The UK, France and Germany will not lift sanctions on Iran in line with the timetable set out in the 2015 nuclear deal, the governments have announced in a move that will infuriate Tehran and put the continued viability of the deal at even greater risk.


Under the terms of the original deal, some UN sanctions were due to be lifted on 18 October 2023 as part of a sunset clause that would allow Iran to import and export ballistic missiles, including missiles and drones with a range of 300km (186 miles) or more.


In a letter to the EU external affairs chief, Josep Borrell, the three European signatories to the deal, known as E3, said on Thursday that Iran was in such a serious breach of the deal, in terms of levels of stored enriched uranium and allowing UN inspectors access to its nuclear programme, that sanctions relating to its ballistic missile programme had to remain in force.


The E3 said their refusal to lift the sanctions in line with the original sunset clause did not violate the deal because the agreement contained mechanisms in case of any dispute about whether one side was in breach of the agreement.

The EU said it had registered a dispute about Iranian non-compliance in 2020, but Iran had not responded at all, let alone within the agreed deadline of 30 days.


Borrell said he had received the letter, and added: “The foreign ministers state that Iran is in non-compliance since 2019 and consider that this has not been resolved through the JCPOA [Joint Comprehensive Plan of Action] dispute resolution mechanism. They express their intention not to take the steps regarding the lifting of further sanctions on JCPOA transition day on 18 October 2023.”


The UK said it and its partners remained committed to preventing Iran from developing a nuclear weapon, but Iran’s stockpile of highly enriched uranium was at a level “beyond all credible civilian justification”.


The UN sanctions that were due to be lifted on 18 October were on individuals and entities involved in Iran’s missile, nuclear and other weapons programmes. They will now be incorporated into domestic legislation in the UK, France and Germany.


A Foreign Office spokesperson said: “Iran continues to breach its commitments under the JCPOA and advance its nuclear programme beyond all credible civilian justification.


“Alongside our French and German partners, we have taken a legitimate and proportionate step in response to Iran’s actions.


“The UK and our partners remain committed to a diplomatic solution but Iran must now take clear steps towards de-escalation. We are committed to preventing Iran from developing nuclear weapons.”


The UK said Iran’s stockpile of enriched uranium was 18 times the limits set out in the JCPOA, and hundreds of advanced centrifuges had been built and deployed. Iran has justified its action as a legitimate response after Donald Trump removed the US from the deal.


At a board meeting of the International Atomic Energy Agency earlier on Thursday, 63 countries signed a statement saying Iran was in breach of its undertaking to explain the discovery of uranium particles at undisclosed sites to UN nuclear inspectors.


Iran recently diluted a small part of its stockpile of 60%-enriched uranium.


According to Israel, Iran has enough enriched uranium for a single nuclear bomb to be constructed within a week, but it does not have the capability to fire such a weapon.


In an informal agreement with the US, separate to the 2015 nuclear deal, Iran said it would not take its enriched uranium above 60% and would release five US citizens held in Iran. It is expected that, in return, the US would release via Qatar $6bn of Iranian assets held in South Korea, as well as five Iranian prisoners held in the US.

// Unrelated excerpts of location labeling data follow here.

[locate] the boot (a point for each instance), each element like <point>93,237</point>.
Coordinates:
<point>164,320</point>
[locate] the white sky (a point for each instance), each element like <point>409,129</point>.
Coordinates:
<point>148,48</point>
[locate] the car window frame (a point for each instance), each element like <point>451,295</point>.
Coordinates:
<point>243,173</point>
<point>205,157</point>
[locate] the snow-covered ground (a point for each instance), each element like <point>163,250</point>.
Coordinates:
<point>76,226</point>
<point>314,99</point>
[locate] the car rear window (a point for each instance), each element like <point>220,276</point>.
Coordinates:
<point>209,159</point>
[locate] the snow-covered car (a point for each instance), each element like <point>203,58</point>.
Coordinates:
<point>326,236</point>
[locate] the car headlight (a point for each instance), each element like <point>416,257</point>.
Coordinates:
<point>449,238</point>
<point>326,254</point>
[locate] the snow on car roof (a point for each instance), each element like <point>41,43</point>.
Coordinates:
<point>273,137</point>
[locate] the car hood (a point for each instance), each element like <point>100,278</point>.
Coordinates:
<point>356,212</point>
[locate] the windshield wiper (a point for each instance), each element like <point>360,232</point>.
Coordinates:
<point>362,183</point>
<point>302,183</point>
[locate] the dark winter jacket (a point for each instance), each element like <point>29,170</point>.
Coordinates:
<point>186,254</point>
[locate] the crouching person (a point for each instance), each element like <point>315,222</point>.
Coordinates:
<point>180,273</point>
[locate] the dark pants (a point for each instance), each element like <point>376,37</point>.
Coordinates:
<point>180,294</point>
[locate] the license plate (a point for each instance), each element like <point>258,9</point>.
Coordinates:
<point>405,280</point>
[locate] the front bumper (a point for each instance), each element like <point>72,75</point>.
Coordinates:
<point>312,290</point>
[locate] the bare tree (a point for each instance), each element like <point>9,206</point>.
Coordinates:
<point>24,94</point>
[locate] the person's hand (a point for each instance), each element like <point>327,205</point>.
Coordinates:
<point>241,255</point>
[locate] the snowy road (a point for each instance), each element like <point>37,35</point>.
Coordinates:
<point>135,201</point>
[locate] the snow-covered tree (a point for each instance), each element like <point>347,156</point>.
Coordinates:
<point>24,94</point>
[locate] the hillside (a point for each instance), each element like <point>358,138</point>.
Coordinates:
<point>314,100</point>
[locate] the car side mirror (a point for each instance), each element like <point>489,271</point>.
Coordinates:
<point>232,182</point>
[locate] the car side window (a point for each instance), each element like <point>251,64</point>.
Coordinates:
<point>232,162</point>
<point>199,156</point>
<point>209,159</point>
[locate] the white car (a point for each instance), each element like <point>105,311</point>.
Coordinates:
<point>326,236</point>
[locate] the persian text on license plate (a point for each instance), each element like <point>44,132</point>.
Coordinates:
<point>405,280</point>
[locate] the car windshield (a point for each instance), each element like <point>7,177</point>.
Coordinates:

The five US prisoners have already been released from Evin jail, in Tehran, and are in accommodation elsewhere in the capital. One of the five is Morad Tahbaz, a British-American environmentalist who was arrested in 2018 and was left behind by the then British foreign secretary, Liz Truss, when she negotiated the release of two British Iranians, Nazanin Zaghari-Ratcliffe and Anoosheh Ashoori.


On Thursday, Iran’s permanent mission to the UN in New York said: “Under a prisoner-swap deal between the two countries, the five Iranian nationals who were held illegally for circumventing Washington’s anti-Iran sanctions will be released.”


It added that some of them would return to Iran, while others would remain in the US.